Recommendation foundation models utilize large language models as their backbone, converting recommendation tasks into natural language tasks. Items are represented as texts and tokenized by language model tokenizers, resulting in multiple tokens and corresponding embeddings for each item, in contrast to the single vector representations in traditional recommender systems. Therefore, creating item ID indexing compatible with language models is essential for recommendation foundation models. In this study, we systematically examine the item indexing problem for recommendation foundation models, using P5 as the representative backbone model and replicating its results with various indexing methods. To emphasize the importance of item indexing, we discuss the issues of several basic methods, such as independent indexing, title indexing, and random indexing, from empirical perspectives.

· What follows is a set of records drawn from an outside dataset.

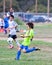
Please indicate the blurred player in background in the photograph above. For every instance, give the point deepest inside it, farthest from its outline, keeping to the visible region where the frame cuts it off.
(12, 32)
(27, 41)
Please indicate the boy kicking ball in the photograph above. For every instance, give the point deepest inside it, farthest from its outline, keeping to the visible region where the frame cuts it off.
(12, 32)
(26, 42)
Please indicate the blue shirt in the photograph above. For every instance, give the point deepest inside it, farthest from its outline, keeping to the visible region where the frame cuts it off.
(6, 22)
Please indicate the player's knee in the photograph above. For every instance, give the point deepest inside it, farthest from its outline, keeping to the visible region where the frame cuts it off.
(24, 51)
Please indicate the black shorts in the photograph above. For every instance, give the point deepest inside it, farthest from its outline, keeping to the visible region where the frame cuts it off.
(12, 36)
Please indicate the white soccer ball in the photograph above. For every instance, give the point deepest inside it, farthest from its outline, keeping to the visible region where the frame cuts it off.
(9, 39)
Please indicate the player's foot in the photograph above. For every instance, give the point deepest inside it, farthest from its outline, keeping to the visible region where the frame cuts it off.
(16, 59)
(37, 49)
(10, 47)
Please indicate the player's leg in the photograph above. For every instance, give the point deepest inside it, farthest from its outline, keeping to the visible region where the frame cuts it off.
(28, 50)
(15, 39)
(10, 41)
(19, 52)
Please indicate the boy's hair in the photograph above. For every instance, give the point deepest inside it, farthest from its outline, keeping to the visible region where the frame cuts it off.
(30, 24)
(12, 16)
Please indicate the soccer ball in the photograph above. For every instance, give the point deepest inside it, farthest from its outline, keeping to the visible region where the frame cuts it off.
(9, 39)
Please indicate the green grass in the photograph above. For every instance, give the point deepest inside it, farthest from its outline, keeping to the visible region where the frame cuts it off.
(43, 57)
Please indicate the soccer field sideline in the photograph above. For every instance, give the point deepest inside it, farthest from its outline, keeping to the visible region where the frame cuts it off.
(40, 39)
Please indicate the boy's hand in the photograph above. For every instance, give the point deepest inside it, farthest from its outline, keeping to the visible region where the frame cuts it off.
(22, 36)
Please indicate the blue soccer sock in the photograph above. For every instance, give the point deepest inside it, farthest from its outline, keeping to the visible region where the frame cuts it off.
(18, 55)
(30, 50)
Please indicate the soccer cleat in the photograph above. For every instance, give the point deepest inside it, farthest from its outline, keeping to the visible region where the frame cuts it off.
(16, 59)
(37, 49)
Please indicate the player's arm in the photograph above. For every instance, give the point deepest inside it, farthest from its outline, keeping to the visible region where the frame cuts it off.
(24, 36)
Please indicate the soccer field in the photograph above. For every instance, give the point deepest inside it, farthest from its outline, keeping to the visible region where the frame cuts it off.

We then propose four simple yet effective solutions, including sequential indexing, collaborative indexing, semantic (content-based) indexing, and hybrid indexing. Our reproducibility study of P5 highlights the significant influence of indexing methods on the model performance, and our results on real-world datasets validate the effectiveness of our proposed solutions.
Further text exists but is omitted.